Monday, March 23, 2015

#82 / Aubade



The image above has little to do with the subject of this posting. To be even more honest, it has nothing to do with the subject of this posting. To account for the presence of the image above, let me explain my method for finding images to accompany my postings to this Two Worlds Blog. My method is to type a descriptive word (like the title of the posting) into the search bar on my browser, and then to see what sort of images some up. 

If you type "aubade" into the search bar on your browser, and search for images related to that word, the image above is the least risqué image you will see. At least, that will be the case if your browser provides the same results that mine did

This posting is not about women's underwear. Rather, it presents a poem by Philip Larkin, who was asked to be our national poet laureate, though he declined the honor. Larkin's picture is probably less engaging than the image above. I decided to go with something colorful, to head the column.

Larkin's poem is also quite dour, not unlike his portrait on the left. According to Wikipedia, an "aubade" is "a morning love song (as opposed to a serenade, which is in the evening), or a song or poem about lovers separating at dawn." It has also been defined as "a song or instrumental composition concerning, accompanying, or evoking daybreak."

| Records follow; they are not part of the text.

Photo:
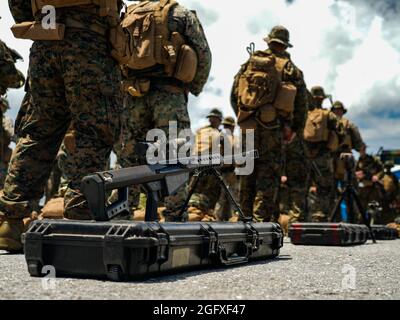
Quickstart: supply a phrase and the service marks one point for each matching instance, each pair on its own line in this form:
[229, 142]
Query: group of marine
[99, 80]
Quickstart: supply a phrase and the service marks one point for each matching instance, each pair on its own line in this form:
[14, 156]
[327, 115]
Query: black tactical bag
[328, 234]
[129, 250]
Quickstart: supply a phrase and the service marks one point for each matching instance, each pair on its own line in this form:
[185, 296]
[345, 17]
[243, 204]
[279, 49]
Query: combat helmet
[337, 105]
[229, 121]
[215, 113]
[280, 35]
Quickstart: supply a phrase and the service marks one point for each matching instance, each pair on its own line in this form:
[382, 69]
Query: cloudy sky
[351, 47]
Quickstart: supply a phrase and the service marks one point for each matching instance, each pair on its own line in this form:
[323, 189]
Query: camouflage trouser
[259, 192]
[224, 208]
[296, 188]
[155, 110]
[74, 81]
[325, 183]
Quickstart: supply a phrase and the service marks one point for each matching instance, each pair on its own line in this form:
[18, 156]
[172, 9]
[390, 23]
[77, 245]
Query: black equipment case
[123, 250]
[328, 234]
[384, 233]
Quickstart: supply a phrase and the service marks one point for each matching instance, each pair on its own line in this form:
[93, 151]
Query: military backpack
[317, 130]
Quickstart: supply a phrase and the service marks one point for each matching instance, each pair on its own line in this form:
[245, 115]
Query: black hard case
[130, 250]
[328, 234]
[384, 233]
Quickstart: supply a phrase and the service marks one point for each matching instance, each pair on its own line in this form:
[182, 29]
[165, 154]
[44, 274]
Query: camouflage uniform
[297, 171]
[259, 192]
[166, 100]
[72, 81]
[207, 138]
[10, 76]
[321, 157]
[391, 186]
[6, 136]
[369, 190]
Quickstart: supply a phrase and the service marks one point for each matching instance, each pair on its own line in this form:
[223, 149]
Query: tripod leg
[335, 211]
[363, 213]
[218, 175]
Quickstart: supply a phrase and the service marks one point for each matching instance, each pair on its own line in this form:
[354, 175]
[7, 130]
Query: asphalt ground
[370, 271]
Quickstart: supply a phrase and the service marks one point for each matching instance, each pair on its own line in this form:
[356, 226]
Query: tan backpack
[316, 128]
[207, 138]
[143, 40]
[260, 84]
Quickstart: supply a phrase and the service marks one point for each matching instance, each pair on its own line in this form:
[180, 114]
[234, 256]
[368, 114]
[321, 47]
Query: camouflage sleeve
[295, 75]
[335, 125]
[356, 138]
[195, 37]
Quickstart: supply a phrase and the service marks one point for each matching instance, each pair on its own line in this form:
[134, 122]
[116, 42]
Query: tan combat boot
[10, 234]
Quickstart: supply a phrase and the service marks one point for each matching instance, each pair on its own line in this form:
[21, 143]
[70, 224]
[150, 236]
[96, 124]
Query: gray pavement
[361, 272]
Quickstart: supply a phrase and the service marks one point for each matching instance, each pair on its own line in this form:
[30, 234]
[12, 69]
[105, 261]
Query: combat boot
[10, 234]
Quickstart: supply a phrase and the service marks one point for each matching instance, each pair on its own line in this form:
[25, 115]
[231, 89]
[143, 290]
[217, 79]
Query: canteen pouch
[267, 114]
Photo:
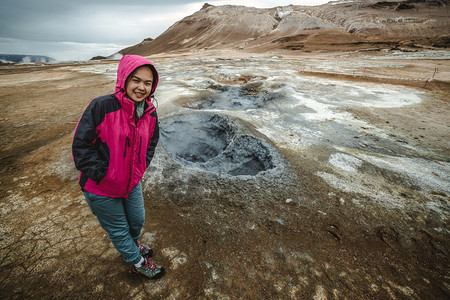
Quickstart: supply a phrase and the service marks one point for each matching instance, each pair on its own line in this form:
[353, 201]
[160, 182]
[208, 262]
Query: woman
[113, 144]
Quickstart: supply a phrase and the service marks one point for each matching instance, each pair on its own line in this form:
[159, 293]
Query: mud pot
[324, 176]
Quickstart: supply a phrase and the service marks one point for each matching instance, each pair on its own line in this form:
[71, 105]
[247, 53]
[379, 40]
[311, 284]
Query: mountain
[337, 25]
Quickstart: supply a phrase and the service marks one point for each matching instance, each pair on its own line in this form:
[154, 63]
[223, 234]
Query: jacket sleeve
[154, 141]
[85, 145]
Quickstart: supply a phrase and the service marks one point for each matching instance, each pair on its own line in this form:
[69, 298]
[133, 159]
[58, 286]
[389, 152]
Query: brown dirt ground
[229, 245]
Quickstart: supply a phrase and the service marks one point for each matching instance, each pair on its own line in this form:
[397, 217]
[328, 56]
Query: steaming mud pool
[272, 179]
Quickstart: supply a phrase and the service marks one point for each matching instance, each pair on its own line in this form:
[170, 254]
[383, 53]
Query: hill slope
[341, 25]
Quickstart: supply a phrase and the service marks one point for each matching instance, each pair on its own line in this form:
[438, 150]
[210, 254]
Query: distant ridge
[335, 26]
[23, 58]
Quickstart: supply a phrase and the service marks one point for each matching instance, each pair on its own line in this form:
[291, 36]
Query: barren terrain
[325, 176]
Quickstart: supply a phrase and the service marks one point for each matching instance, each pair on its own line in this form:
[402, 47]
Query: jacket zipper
[139, 152]
[127, 144]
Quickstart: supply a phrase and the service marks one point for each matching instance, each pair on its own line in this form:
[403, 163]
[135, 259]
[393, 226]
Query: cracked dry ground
[217, 238]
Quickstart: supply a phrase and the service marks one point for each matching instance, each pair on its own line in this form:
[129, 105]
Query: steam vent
[212, 142]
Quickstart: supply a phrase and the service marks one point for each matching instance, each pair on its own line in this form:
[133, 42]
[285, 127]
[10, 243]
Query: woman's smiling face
[139, 85]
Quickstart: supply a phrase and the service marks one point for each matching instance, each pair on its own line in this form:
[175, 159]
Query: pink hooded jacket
[110, 148]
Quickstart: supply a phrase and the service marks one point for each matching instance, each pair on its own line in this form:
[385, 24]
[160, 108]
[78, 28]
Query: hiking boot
[144, 250]
[149, 269]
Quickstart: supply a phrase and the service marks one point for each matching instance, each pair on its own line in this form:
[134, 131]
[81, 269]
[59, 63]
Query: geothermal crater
[214, 143]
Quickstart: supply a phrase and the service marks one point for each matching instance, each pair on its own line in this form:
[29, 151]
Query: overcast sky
[26, 24]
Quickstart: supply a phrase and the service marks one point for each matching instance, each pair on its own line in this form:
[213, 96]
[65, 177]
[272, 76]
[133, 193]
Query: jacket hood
[127, 65]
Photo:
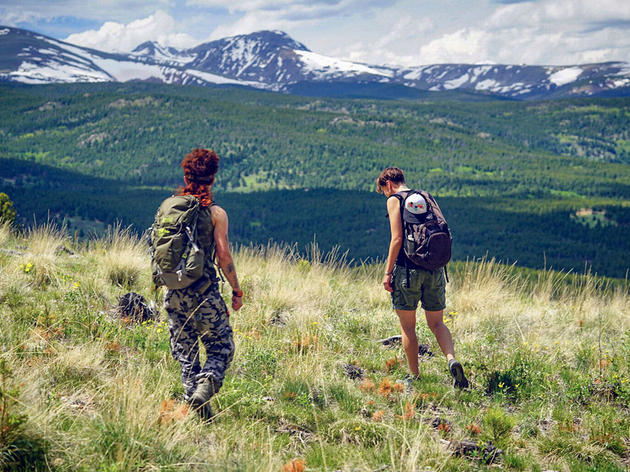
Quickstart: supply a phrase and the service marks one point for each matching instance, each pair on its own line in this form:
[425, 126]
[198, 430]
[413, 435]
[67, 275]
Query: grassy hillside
[82, 389]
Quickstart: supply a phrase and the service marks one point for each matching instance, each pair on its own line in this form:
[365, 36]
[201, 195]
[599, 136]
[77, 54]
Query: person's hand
[237, 302]
[387, 282]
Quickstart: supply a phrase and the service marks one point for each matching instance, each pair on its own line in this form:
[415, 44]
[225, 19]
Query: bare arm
[220, 221]
[395, 243]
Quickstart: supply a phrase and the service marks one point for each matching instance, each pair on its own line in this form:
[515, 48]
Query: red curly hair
[199, 166]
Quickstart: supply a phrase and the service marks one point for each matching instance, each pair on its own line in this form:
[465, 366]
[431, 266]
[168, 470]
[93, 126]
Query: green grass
[548, 357]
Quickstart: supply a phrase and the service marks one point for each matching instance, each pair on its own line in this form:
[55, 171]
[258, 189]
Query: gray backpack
[177, 260]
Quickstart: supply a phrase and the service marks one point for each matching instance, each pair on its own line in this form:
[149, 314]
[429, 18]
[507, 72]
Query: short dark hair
[392, 174]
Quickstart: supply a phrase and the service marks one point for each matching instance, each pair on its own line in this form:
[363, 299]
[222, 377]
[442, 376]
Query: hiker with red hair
[189, 233]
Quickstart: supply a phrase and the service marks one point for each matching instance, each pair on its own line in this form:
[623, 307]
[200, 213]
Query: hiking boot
[205, 412]
[457, 372]
[203, 393]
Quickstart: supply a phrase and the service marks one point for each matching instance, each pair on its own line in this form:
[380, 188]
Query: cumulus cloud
[118, 37]
[544, 32]
[113, 10]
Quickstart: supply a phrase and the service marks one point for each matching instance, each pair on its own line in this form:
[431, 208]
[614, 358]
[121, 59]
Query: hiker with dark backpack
[419, 249]
[189, 231]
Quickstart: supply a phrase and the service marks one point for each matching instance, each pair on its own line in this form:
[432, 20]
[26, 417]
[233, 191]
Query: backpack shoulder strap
[400, 196]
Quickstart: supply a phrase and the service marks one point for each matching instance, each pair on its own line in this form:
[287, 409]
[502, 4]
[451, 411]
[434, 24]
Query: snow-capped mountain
[274, 61]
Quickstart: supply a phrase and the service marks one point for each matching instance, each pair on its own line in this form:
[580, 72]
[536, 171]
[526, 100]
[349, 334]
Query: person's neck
[400, 188]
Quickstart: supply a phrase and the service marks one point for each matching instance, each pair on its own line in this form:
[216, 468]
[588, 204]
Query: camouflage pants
[194, 317]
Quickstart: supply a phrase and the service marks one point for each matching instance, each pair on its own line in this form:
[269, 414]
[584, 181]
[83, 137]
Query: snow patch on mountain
[217, 79]
[322, 66]
[456, 83]
[30, 73]
[565, 76]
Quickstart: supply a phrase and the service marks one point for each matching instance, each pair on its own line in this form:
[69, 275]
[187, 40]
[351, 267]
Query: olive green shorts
[426, 286]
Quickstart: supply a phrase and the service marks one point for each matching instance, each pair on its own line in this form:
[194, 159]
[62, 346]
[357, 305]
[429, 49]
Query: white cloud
[118, 37]
[544, 32]
[113, 10]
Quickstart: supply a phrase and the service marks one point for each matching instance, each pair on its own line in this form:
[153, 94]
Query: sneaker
[457, 371]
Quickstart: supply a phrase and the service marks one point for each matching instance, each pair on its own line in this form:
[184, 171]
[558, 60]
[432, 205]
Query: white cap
[416, 204]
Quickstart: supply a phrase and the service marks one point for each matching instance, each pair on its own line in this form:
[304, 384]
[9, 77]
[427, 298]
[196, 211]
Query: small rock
[354, 372]
[488, 453]
[134, 307]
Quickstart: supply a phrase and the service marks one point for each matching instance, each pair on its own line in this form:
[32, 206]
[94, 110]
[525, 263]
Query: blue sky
[401, 32]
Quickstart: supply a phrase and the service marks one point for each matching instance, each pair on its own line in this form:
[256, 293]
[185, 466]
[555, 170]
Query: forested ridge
[541, 183]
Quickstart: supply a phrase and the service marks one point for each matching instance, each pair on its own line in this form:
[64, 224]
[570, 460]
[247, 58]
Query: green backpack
[177, 261]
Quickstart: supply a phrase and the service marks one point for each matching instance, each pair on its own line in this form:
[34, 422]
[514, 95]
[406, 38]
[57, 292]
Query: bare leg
[441, 332]
[409, 338]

Shakespeare has written a famous aubade. So has John Donne. Larkin's version doesn't quite conform to the general description of an aubade as a "morning love song," but it does confront, rather directly and poignantly, the meaning and purpose of life. A friend sent Larkin's Aubade to me with a brief note, saying "I think you will like this." My pessimistic reputation has apparently traveled widely. Clicking right here, you can hear Philip Larkin read the poem, as you follow its text:

Aubade

BY PHILIP LARKIN

I work all day, and get half-drunk at night.
Waking at four to soundless dark, I stare.
In time the curtain-edges will grow light.
Till then I see what’s really always there:
Unresting death, a whole day nearer now,
Making all thought impossible but how
And where and when I shall myself die.
Arid interrogation: yet the dread
Of dying, and being dead,
Flashes afresh to hold and horrify.


The mind blanks at the glare. Not in remorse
—The good not done, the love not given, time
Torn off unused—nor wretchedly because
An only life can take so long to climb
Clear of its wrong beginnings, and may never;
But at the total emptiness for ever,
The sure extinction that we travel to
And shall be lost in always. Not to be here,
Not to be anywhere,
And soon; nothing more terrible, nothing more true.


This is a special way of being afraid
No trick dispels. Religion used to try,
That vast moth-eaten musical brocade
Created to pretend we never die,
And specious stuff that says No rational being
Can fear a thing it will not feel, not seeing
That this is what we fear—no sight, no sound,
No touch or taste or smell, nothing to think with,
Nothing to love or link with,
The anaesthetic from which none come round.


And so it stays just on the edge of vision,
A small unfocused blur, a standing chill
That slows each impulse down to indecision.
Most things may never happen: this one will,
And realisation of it rages out
In furnace-fear when we are caught without
People or drink. Courage is no good:
It means not scaring others. Being brave
Lets no one off the grave.
Death is no different whined at than withstood.


Slowly light strengthens, and the room takes shape.
It stands plain as a wardrobe, what we know,
Have always known, know that we can’t escape,
Yet can’t accept. One side will have to go.
Meanwhile telephones crouch, getting ready to ring
In locked-up offices, and all the uncaring
Intricate rented world begins to rouse.
The sky is white as clay, with no sun.
Work has to be done.
Postmen like doctors go from house to house.